We gain status not by how high we sit at the table, but by how low. Which is backwards. We will be honored most not by the wealth and grandeur of our friends, but by their poverty and social disgrace. It’s all jumbled up.

My friend, the wonderful Biblical scholar and teacher, Dr. Kenneth Bailey, reminds us in his books and his lectures that the gospel is always cruciform. Which is to say that it presents to us both directly and often in deep patterns of indirection and metaphor, the message and power of the Cross. Which is, in his words, the healing of our broken humanity and our broken world through the unexpected demonstration of costly love.

We come nearer to a communion with Jesus and his Cross, I believe, to a personal appropriation of the grace he makes possible for us, as we wrestle in our own lives with what I think we can only understand what we have this morning as countercultural and I might even say unnatural.
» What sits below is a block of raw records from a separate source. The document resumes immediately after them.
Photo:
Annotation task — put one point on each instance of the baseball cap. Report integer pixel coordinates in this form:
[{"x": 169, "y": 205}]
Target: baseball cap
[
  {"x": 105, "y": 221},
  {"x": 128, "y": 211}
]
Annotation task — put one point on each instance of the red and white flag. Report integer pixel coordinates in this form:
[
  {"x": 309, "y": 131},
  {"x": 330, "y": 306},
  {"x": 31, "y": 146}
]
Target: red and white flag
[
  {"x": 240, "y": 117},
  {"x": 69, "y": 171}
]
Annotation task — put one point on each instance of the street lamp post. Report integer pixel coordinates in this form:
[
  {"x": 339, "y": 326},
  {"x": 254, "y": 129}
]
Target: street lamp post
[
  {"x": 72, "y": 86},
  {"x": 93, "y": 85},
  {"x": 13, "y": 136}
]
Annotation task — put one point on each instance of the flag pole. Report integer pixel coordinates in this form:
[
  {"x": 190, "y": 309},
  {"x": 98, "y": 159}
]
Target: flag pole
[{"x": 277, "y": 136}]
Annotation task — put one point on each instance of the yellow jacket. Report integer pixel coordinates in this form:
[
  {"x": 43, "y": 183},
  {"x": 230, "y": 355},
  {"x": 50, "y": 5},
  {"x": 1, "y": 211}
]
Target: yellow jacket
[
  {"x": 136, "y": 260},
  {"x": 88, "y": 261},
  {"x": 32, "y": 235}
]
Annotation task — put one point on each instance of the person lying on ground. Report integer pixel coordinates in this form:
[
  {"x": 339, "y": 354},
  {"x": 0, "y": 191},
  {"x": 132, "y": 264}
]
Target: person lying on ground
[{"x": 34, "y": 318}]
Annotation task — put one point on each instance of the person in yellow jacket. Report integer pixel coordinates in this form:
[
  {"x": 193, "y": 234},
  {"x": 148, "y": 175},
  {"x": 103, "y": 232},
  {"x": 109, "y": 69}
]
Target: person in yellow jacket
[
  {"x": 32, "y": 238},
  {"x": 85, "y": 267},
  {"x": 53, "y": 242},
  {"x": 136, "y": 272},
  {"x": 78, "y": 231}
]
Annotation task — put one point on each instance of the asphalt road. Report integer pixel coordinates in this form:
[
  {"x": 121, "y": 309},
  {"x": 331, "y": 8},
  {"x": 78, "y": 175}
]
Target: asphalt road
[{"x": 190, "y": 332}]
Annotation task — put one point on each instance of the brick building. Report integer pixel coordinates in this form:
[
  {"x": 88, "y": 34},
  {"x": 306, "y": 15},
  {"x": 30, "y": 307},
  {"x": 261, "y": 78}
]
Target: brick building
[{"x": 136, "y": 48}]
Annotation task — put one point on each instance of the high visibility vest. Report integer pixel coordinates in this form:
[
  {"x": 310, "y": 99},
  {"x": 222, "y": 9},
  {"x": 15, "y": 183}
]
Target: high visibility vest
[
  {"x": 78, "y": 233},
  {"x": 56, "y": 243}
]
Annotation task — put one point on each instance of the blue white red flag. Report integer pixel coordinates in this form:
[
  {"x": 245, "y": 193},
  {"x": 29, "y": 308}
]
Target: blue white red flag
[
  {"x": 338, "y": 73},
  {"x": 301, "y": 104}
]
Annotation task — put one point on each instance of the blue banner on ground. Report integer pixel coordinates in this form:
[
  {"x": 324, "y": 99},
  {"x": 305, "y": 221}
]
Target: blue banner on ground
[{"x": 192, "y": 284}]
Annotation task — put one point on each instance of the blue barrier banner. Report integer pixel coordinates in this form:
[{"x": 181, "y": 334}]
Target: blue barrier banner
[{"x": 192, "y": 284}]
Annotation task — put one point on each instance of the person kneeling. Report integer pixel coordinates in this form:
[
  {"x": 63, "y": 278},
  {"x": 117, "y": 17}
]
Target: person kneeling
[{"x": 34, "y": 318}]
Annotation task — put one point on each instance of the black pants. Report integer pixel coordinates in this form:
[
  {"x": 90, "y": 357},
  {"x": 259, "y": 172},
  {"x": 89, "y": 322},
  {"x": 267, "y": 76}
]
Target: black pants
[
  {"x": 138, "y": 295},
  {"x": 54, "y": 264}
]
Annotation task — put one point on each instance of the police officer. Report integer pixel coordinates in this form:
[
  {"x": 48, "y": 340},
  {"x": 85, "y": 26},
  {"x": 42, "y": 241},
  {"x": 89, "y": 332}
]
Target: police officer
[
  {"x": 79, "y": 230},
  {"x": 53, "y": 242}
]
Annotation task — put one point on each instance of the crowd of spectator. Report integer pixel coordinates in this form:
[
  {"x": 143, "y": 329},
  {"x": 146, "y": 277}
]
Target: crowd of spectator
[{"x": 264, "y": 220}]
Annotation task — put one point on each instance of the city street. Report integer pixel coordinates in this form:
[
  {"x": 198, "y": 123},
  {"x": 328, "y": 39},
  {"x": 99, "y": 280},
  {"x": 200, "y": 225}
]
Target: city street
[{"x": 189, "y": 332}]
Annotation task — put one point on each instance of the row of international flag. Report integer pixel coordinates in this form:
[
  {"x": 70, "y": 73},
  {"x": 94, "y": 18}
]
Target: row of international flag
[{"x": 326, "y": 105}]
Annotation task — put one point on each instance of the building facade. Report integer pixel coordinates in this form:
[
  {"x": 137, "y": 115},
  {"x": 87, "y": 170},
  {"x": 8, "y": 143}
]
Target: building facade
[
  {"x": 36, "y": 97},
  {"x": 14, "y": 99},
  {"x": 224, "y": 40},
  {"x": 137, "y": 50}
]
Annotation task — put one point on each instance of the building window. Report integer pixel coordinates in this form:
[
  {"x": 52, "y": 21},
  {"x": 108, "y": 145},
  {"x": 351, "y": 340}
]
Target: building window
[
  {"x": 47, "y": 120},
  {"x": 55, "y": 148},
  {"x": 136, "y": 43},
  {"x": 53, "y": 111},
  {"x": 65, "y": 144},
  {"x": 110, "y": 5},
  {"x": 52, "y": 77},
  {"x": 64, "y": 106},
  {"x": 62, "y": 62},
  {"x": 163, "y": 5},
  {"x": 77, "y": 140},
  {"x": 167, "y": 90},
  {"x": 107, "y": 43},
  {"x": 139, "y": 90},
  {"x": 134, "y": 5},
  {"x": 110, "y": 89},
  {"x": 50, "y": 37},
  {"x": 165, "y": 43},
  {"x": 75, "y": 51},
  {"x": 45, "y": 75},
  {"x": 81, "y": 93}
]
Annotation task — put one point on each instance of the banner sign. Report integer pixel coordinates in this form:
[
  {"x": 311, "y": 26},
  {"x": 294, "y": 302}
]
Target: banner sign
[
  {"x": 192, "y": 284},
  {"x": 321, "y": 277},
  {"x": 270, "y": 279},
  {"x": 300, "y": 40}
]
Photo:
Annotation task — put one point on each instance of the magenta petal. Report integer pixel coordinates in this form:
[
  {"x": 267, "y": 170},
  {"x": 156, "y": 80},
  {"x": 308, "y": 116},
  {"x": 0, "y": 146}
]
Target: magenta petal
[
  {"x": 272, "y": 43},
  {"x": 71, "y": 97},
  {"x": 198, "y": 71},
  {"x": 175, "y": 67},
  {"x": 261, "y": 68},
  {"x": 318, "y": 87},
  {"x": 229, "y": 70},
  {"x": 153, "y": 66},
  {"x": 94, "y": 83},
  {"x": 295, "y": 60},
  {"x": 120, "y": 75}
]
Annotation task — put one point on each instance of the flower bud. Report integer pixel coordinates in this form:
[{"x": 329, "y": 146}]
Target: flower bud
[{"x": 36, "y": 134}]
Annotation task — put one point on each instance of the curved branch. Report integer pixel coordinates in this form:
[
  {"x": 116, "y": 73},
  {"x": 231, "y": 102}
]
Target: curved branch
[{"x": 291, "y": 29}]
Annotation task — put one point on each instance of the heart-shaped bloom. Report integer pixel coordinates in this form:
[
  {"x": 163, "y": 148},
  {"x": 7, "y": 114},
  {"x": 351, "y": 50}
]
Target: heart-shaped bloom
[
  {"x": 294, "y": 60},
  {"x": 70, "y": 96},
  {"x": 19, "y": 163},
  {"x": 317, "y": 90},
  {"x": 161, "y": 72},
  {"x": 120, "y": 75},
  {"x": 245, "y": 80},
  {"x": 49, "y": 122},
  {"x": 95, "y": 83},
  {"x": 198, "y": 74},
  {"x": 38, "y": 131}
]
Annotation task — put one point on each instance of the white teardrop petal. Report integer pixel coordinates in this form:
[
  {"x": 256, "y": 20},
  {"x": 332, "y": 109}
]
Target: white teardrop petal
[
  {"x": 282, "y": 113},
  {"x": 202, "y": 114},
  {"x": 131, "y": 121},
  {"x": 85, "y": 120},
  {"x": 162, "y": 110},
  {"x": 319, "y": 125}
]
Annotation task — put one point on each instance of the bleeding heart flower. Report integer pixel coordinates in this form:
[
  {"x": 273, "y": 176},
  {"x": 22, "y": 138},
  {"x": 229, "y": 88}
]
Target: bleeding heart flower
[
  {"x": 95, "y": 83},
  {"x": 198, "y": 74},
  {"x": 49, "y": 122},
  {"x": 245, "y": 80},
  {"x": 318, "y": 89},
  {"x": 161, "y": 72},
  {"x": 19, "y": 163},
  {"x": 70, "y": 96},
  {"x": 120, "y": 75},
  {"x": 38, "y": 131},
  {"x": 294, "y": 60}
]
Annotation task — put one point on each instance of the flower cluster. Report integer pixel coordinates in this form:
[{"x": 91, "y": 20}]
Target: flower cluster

Supernatural. The unexpected demonstration of costly love.

The call to a life of holiness and peace, self-giving generosity, fidelity, compassion. Certainly unnatural to this fallen world. The upside down ethic of the Prayer of St. Francis. The upside-down ladder of success: filling ourselves up by emptying ourselves out.

A world out of order. You only have to read the papers. And what it takes to bring it back into order begins here. In the back of our minds on a summer Sunday morning, at the beginning of a new season. A time of reflection, setting priorities, thinking about goals, about what changes there need to be in our lives, what new directions. To say Dr. Bailey's line once more this morning. The unexpected demonstration of costly love.